Szczebiot radosny wróży od dziś,
wiosny nadejście. Chociaż luty
nie raz uszczypnie cię w policzek,
oczy przymruży, mrozem spisze
witraż na szybach, a o świcie
złością zapłonie, by kark skręcić
koło południa, skapnąć soplem.
I nic to, że chce ciepło odwlec.
Będzie niedługo już luteńki ;-)
Komentarze (38)
Niom, kilka lat temu było zgoła inaczej niż teraz.
;)
Pozdrawiam.
O, jaki fajny wiersz! Zapachniało przedwiośniem.
Brawo.
Super też się cieszę,że zbliża się malutkimi
kroczkami...pozdrawiam ciepło :)
Miłej niedzieli również.
bardzo ładnie optymistycznie - już niedługo
ciepełko:-)
pozdrawiam
Rozsiewasz optymizm, z przepiekna puenta, dziekuje i
pozdrawiam.
Zima łamie kark - wiosna tuż, tuż.
Pozdrawiam Mariuszu
Wiosna:)najpiękniejsza pora roku:)
Pozdrowionka***
To miłe, że Autorzy potrafią odzywać się do siebie bez
uszczypliwości, nie żywią się sensacjami.
Dziadku Norbercie, TZW,
dzięki. Dobranoc :)
Fajnie było znów przeczytać,
punkt już wcześniej zostawiłam,
dobrej nocy życzę :)
Pachnie wiosną, choć na dworze niby zima jeszcze
trzyma.
Piękny wiersz. Pozdrawiam. Spokojnej nocy ;)))

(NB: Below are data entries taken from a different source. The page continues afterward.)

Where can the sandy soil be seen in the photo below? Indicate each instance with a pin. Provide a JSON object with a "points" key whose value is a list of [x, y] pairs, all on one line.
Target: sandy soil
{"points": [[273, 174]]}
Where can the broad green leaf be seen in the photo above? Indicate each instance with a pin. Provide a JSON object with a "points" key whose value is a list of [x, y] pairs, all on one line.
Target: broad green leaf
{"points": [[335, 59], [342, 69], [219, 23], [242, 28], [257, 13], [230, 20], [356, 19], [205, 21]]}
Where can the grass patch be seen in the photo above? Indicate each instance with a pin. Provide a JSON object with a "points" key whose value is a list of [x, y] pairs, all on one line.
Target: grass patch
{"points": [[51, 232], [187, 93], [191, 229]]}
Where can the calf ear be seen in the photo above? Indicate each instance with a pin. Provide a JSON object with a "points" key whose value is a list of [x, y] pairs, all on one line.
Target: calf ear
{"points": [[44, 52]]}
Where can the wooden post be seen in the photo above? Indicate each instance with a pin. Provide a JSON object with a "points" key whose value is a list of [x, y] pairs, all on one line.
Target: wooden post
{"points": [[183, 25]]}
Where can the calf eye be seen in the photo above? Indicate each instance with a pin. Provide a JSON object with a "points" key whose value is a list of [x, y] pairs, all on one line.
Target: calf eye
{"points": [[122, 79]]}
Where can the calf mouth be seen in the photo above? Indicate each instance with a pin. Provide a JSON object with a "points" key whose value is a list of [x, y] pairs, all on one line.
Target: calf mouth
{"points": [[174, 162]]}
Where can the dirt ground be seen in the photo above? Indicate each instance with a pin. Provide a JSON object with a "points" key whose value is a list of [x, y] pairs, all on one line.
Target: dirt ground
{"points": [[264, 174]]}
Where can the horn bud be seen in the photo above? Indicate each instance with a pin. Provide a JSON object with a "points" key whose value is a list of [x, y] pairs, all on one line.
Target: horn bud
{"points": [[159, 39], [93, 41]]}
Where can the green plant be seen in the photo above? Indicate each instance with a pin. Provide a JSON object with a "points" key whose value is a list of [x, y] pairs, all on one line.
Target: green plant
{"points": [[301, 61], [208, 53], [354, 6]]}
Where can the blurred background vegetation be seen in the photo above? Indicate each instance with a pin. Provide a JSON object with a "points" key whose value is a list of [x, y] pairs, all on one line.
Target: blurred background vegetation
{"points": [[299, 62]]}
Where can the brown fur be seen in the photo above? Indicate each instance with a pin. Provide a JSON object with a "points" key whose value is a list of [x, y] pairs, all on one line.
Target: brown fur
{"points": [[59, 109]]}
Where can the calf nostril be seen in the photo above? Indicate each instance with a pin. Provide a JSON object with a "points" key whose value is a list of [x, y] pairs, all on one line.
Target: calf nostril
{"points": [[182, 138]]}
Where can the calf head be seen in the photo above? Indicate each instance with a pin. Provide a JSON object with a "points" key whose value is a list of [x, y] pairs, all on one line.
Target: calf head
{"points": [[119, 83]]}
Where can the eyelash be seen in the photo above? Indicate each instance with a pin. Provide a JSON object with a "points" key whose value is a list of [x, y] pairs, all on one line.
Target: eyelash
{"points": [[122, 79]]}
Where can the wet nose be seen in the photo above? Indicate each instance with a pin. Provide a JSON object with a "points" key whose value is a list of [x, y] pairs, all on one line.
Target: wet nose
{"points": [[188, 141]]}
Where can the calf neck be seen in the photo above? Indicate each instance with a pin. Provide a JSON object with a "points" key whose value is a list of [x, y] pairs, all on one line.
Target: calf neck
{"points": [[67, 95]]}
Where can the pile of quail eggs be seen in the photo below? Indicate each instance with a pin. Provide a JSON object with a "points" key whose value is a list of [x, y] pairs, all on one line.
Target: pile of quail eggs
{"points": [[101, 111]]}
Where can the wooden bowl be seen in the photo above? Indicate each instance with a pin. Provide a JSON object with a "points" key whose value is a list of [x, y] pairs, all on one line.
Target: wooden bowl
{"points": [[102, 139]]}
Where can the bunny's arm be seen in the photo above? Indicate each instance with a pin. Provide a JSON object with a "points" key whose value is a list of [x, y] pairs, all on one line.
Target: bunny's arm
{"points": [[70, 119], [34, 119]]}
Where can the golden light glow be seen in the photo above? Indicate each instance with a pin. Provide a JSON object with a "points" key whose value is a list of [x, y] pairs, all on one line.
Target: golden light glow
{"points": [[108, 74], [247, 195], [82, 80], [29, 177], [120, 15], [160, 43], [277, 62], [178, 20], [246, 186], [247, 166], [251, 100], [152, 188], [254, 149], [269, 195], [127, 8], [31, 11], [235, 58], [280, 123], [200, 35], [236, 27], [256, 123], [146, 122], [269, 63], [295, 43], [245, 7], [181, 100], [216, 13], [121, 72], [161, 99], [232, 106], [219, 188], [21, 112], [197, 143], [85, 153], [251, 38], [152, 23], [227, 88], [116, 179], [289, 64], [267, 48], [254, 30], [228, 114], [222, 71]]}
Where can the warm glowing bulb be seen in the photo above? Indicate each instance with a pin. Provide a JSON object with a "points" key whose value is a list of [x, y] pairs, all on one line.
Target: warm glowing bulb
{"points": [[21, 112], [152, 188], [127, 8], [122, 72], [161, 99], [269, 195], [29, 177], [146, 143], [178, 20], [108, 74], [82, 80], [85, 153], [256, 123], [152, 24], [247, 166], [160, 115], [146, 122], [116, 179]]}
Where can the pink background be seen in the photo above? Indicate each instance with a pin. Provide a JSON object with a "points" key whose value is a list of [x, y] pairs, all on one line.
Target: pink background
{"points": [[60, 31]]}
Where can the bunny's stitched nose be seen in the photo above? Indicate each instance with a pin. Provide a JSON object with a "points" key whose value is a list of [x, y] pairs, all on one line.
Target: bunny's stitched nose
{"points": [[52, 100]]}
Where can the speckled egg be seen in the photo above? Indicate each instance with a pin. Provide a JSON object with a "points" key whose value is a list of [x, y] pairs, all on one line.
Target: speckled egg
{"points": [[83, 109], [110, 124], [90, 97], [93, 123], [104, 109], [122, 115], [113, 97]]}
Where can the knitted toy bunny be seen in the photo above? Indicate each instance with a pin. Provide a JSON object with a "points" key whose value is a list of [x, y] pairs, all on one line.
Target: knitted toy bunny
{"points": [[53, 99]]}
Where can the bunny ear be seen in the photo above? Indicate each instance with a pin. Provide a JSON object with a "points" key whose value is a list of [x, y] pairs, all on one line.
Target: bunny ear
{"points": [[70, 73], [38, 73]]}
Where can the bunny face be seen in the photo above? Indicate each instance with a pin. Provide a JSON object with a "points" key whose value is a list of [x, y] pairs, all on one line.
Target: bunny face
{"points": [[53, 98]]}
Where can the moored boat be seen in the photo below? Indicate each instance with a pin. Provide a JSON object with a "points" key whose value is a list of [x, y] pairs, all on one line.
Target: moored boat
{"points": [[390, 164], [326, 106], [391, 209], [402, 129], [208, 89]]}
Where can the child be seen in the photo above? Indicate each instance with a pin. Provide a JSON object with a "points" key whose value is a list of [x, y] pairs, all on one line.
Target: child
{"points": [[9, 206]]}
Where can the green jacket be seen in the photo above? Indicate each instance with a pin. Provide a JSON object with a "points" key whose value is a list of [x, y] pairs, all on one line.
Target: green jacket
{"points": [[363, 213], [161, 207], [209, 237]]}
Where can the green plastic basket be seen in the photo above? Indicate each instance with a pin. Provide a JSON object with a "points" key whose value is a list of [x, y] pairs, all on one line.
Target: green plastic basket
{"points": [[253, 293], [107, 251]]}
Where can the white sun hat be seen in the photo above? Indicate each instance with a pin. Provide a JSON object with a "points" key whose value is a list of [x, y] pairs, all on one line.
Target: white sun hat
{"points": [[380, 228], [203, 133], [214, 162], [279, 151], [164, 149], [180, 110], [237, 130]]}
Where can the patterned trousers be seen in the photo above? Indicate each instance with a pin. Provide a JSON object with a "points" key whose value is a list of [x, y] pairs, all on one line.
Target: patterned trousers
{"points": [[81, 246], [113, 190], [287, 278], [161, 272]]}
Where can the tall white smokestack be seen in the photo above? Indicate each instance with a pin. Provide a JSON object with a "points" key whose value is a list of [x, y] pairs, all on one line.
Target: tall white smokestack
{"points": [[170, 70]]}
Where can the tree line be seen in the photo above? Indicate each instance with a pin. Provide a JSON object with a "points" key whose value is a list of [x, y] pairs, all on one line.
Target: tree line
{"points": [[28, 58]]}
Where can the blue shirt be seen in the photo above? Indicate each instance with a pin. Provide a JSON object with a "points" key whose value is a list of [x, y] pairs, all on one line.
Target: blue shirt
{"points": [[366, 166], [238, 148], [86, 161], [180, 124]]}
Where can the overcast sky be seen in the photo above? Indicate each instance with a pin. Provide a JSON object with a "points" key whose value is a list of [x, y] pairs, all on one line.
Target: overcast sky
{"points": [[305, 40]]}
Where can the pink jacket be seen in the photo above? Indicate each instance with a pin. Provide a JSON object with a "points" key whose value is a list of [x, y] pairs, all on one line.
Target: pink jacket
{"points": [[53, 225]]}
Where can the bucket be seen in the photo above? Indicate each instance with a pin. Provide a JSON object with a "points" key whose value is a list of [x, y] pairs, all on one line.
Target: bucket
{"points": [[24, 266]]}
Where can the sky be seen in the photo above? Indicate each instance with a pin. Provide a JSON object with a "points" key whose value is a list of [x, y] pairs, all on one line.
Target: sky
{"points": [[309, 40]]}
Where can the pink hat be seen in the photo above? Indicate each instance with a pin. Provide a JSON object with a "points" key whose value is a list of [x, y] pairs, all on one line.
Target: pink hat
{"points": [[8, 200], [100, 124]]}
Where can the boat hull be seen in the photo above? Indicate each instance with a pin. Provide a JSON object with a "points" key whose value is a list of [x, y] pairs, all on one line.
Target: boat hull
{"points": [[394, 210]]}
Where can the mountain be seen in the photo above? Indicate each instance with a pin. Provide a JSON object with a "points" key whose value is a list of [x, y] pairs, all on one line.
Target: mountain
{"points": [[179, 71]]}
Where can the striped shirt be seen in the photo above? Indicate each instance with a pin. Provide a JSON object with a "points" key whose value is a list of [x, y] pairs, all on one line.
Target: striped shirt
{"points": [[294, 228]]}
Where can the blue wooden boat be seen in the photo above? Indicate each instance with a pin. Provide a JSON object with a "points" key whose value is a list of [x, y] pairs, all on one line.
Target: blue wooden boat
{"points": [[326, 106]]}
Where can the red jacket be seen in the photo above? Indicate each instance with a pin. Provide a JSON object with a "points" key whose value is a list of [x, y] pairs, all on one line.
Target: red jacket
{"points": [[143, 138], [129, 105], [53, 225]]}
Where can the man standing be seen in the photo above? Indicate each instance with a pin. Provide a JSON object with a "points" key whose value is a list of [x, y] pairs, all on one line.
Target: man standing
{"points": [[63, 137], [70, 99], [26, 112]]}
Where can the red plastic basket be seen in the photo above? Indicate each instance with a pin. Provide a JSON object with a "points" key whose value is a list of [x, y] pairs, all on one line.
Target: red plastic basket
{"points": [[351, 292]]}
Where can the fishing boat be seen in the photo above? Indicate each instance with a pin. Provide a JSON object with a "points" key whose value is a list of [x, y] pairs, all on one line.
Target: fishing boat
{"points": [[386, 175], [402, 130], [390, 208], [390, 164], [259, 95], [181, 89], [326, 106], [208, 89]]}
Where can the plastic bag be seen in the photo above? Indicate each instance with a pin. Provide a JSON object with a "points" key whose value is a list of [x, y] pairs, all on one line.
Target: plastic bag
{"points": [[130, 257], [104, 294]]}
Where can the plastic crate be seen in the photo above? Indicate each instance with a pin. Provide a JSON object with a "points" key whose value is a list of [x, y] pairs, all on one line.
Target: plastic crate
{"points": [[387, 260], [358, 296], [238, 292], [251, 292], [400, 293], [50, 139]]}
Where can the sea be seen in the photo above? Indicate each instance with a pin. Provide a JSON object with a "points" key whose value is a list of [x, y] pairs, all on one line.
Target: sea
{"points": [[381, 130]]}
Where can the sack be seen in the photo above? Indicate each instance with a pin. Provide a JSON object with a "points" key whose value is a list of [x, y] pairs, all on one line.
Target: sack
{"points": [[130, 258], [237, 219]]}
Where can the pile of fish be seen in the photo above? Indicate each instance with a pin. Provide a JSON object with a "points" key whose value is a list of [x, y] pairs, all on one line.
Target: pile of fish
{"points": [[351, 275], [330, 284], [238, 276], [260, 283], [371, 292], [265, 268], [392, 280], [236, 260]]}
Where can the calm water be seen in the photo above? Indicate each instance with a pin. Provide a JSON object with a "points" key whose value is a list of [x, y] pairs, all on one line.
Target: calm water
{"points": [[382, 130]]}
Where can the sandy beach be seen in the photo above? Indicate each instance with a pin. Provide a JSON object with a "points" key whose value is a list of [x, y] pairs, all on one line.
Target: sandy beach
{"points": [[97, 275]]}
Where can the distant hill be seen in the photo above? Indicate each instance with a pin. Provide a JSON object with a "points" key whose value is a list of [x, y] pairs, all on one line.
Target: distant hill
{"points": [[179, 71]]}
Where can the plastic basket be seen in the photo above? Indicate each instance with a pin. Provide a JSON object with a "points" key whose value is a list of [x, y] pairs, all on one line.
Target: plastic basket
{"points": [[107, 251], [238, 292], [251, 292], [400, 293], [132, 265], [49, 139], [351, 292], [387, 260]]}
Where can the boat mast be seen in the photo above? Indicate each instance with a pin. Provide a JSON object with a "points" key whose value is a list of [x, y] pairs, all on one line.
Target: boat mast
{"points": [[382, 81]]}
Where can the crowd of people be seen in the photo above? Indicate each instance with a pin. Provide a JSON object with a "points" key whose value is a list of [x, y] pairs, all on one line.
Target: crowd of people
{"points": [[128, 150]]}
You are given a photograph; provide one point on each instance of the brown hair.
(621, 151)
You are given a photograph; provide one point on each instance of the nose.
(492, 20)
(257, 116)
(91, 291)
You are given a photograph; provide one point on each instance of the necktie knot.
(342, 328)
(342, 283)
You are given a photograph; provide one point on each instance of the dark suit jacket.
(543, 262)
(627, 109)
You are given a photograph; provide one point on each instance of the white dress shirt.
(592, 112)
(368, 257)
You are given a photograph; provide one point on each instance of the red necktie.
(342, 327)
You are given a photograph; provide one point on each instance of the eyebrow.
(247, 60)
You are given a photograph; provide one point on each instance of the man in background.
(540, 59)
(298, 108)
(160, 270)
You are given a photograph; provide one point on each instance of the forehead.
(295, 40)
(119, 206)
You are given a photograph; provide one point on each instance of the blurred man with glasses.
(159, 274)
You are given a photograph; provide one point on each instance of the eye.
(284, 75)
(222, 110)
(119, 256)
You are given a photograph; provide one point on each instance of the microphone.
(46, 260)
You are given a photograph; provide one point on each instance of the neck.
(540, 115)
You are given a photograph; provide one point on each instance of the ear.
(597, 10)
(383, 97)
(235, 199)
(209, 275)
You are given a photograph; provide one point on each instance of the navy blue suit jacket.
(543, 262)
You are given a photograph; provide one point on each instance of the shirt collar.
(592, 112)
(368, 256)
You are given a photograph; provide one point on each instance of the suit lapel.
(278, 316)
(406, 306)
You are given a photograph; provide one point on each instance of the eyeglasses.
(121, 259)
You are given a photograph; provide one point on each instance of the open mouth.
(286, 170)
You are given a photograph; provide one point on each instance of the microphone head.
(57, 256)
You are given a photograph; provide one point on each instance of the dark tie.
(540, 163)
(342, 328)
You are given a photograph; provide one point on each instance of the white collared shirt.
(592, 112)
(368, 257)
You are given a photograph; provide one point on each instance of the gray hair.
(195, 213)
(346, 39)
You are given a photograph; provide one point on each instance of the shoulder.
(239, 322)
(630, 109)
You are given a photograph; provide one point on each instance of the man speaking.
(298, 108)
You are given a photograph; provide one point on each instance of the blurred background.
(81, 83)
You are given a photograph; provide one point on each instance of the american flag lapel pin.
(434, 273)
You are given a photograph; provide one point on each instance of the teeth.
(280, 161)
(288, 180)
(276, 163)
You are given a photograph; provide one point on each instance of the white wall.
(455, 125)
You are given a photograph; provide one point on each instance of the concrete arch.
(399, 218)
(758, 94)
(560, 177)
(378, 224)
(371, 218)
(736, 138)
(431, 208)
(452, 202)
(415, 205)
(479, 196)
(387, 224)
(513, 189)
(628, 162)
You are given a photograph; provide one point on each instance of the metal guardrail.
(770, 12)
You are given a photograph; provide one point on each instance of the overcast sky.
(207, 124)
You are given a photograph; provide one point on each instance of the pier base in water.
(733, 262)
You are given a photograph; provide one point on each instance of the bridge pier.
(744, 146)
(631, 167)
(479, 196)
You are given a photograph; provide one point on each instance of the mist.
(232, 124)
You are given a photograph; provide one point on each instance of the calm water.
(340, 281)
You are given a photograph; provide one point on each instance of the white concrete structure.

Dziękuję za życzenia Przyjacielu ;)))
AMOR1988, Flower Blue, Fatamorgana7, Mily, Marcepani,
dzięki za poczytanie.
Marcepani - tak jak proponujesz spowoduje lekkie
zaburzenie rytmu.
Ale dzięki za krytyczną uwagę.
Pozdrawiam :)
Bardzo się podoba!
Zaplusiłam już onegdaj :)
Pozdrawiam Mariuszu :)
Zachwycają mnie Twoje przerzutnie, to wielka sztuka
tak pisać. Wiersz świetny.
Pozdrawiam serdecznie i dziękuję :)
bardzo ładnie - mała uwaga- proponuję taki szyk:
"już niedługo będzie luteńki"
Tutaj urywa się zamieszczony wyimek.